Okay, it’s a ‘he’ that we’re running from. Probably someone who’s been keeping her captive and has been abusing her. That explains a lot about her behavior.

“I understand that what I’m about to say is just noise to you, but you can trust me.” I shift closer, just enough that she knows I’m here, that she’s not alone in whatever this is. “Believe me when I say that no amount of money is good enough to give somebody away. I will protect you. But I need to know who I’m up against.”

She squeezes her eyes shut, like if she blocks out the world, she can make this moment disappear.

I wait.

Because now, it’s not about intimidation.

It’s about trust.

And if I push her any further, I’ll lose my chance at getting it.

ChapterEleven

Atlas

When I saidI wouldn’t ask Sanford or any of his friends for help while I handled the parlor, I wasn’t expecting Blythe Olsen to show up on my doorstep. Actually, her name is Henrietta Marie Worthington.

Now . . . well, I simply don’t have a choice.

Of course, I need to make the call—more like send the texts—because the guy she’s running from sounds like a complete asshole and a sociopath who’s been taking advantage of her. He’s definitely not someone I want to deal with blindly.

If I’m going to keep an eye on Blythe—or whoever she really is—I need to know exactly who I’m up against.

Once the message is sent, I wait. In the meantime, I watch her.

She’s curled up on the couch, smaller than before, like all the fight drained out of her the second she admitted the truth. The bravado, the feigned indifference—it’s gone. What’s left is someone who looks like she just lost the one thing keeping her safe, like she’s waiting for me to tell her she’s out of options.
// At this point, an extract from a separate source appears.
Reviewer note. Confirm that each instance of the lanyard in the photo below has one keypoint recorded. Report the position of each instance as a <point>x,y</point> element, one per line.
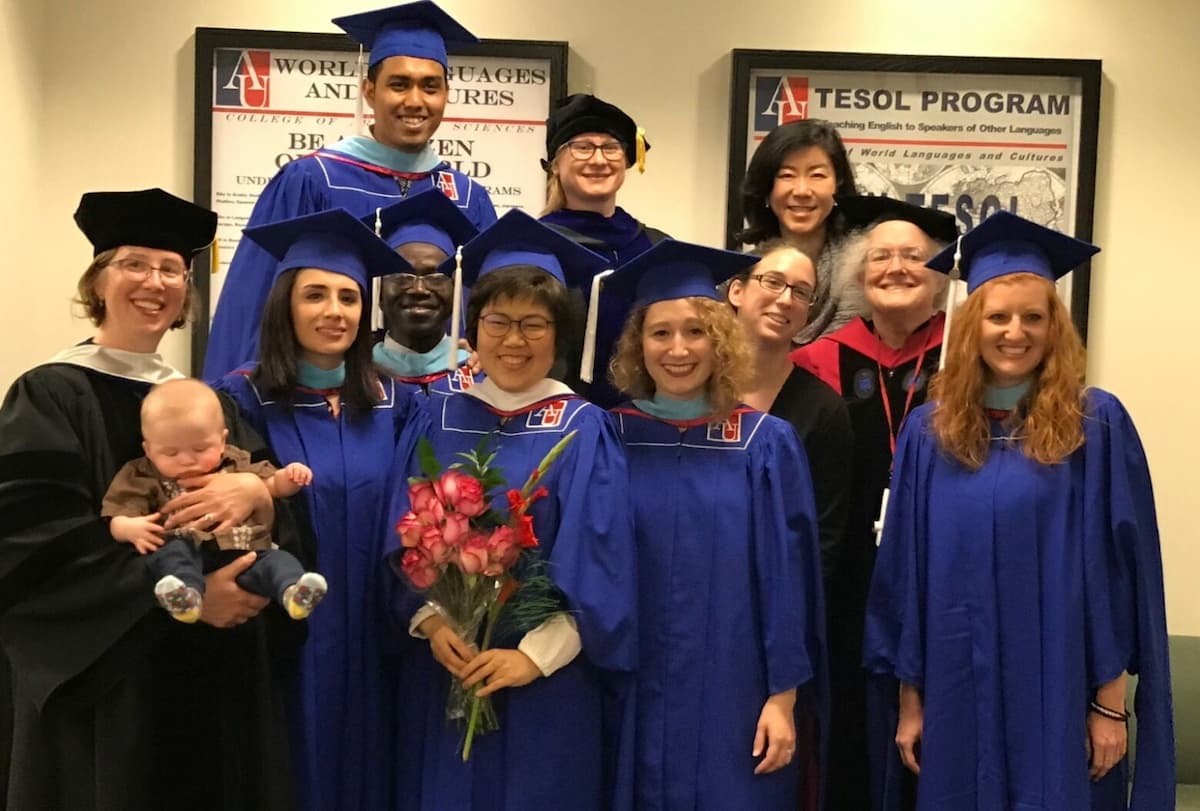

The thing is that there’s no fucking way I’ll let her husband touch her again. He actually is going to pay for lifting a hand to the woman he was supposed to love and protect.

“You can’t stay in the hotel,” I say because there’s no way I can keep an eye on her if she’s tucked away on the other side of town. The place has no security, and no one is watching who comes and goes. And with the sudden influx of people passing through, I need her close.

Her head snaps up. “So, you’re kicking me out of town?”

The defiance is there, but her voice lacks bite. She’s not fighting me—she’s bracing for the worst.

“You said that if I told you who I was, you wouldn’t . . .” Her voice trails off, the sentence unfinished, like she can’t quite bring herself to say it. She believes I’m going to just toss her to the wolves and let them shred her to pieces.

I wouldn’t do anything like that. Never.

“No,” I correct, shaking my head. “I’m saying you’ll be moving upstairs.”

She blinks. “What’s upstairs?”

“Another apartment, just like this one.” I tilt my head, studying her, because there’s still something she hasn’t told me, and if we’re doing this, she has to tell me everything.

Everything. No more lies, nothing held back. I have to know what’s the deal with the nausea, the exhaustion, the way she barely touched the crackers I gave her. Like she’s afraid of something. Was this man poisoning her, and we need to take her to a hospital?

“Mind telling me what’s going on with you?” I ask.

She frowns, confusion crossing her face for a brief moment. “I thought I already did.”

I nod because, technically, she did. But she left something out.